Wow! Everyone seems so nice here. This seems like a place I would want to live. The whole situation reminded me of my mom, and how she would tell me about how Mr. King said “We must learn to live together as brothers or perish together as fools” (Working).

A few weeks after meeting with the owner of the farm and getting a Job as an errand boy, I was sent into town, where I was to check a feed order coming in from the recently opened ALFA. As I entered the bus I heard someone shout my name.


I looked over to see who it was, and to my surprise I realized that it was Mary from back in New York.

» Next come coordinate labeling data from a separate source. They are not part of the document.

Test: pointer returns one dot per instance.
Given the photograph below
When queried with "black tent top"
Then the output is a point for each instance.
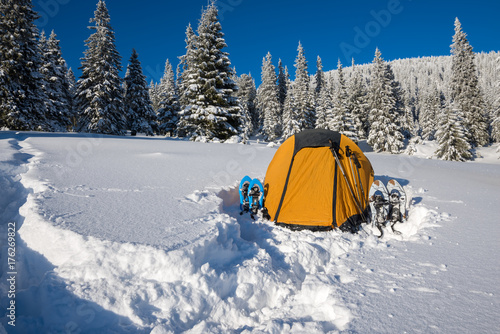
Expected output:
(316, 138)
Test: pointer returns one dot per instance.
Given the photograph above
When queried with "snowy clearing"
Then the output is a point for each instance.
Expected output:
(127, 235)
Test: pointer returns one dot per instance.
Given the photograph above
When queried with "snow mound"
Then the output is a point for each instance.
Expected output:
(94, 258)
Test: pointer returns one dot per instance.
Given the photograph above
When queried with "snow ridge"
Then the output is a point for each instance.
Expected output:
(233, 274)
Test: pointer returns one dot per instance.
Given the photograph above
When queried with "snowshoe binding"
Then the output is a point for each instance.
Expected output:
(243, 190)
(256, 197)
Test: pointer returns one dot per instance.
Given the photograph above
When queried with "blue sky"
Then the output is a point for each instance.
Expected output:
(331, 29)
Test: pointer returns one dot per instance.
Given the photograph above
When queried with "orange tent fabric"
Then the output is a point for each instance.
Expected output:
(319, 180)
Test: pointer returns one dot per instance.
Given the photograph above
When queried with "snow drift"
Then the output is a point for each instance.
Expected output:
(144, 235)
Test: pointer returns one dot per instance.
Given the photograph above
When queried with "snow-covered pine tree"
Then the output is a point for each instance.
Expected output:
(341, 119)
(73, 115)
(141, 117)
(495, 125)
(283, 77)
(291, 123)
(303, 97)
(22, 97)
(154, 95)
(169, 102)
(247, 94)
(267, 100)
(99, 91)
(324, 107)
(465, 92)
(451, 137)
(404, 119)
(57, 87)
(358, 102)
(188, 80)
(215, 112)
(432, 108)
(384, 134)
(319, 78)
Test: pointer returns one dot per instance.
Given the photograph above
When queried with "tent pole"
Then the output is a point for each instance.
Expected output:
(337, 160)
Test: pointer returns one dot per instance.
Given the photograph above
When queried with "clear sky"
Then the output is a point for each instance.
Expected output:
(331, 29)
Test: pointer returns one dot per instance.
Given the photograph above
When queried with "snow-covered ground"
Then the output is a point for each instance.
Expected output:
(135, 234)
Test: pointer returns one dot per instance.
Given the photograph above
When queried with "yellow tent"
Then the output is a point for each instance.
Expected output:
(318, 180)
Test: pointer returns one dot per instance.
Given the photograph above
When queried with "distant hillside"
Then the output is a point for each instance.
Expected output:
(419, 75)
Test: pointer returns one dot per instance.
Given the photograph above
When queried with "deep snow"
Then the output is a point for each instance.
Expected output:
(122, 234)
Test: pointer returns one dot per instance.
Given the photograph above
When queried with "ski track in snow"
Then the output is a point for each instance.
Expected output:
(236, 275)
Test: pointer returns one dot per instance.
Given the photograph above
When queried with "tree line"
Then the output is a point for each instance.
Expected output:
(388, 104)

I took the seat next to her.

“What are you doing down here in Alabama, Mary?”

“Well ya see, I’m visitin’ ma grandparents for a week”

“What are you doing here? Before I had time to respond I heard a commotion from behind me.

“Get out of my seat, Nigger!” Someone screamed from behind me. I was appalled. I’t was the year 1955, and although racism was still rampant in the south, I was accustomed with the north’s less harsh outlook on Blacks. I looked toward the woman that they were shouting to. She was wearing a NAACP pin, something I was not completely familiar with. I was trying to get a better glance at the pin, when all of a sudden police officers walked into the door of the bus and took the woman outside. I knew what I had to do.


Works Cited

King, Jr. , Martin Luther. Working Together Quotes. www.values.com. Web. 28 Mar. 2017.

King, Jr. , Martin Luther. Quotes on Darkness. www.values.com. Web. 28 Mar. 2017.


Theoharis, Jeanne. “How history got the Rosa Parks story wrong.”The Washington Post.1 Dec.                 2015, www.washingtonpost.com. Web. 28 Mar. 2017.

Theoharis, Jeanne. The Rebellious Life of Mrs. Rosa Parks. Beacon Press, 2015.

106th Congress Public Law 26. The U.S. Government Printing Office. 4 May 1919,                                  www.gpo.gov. Web. 28 Mar. 2017.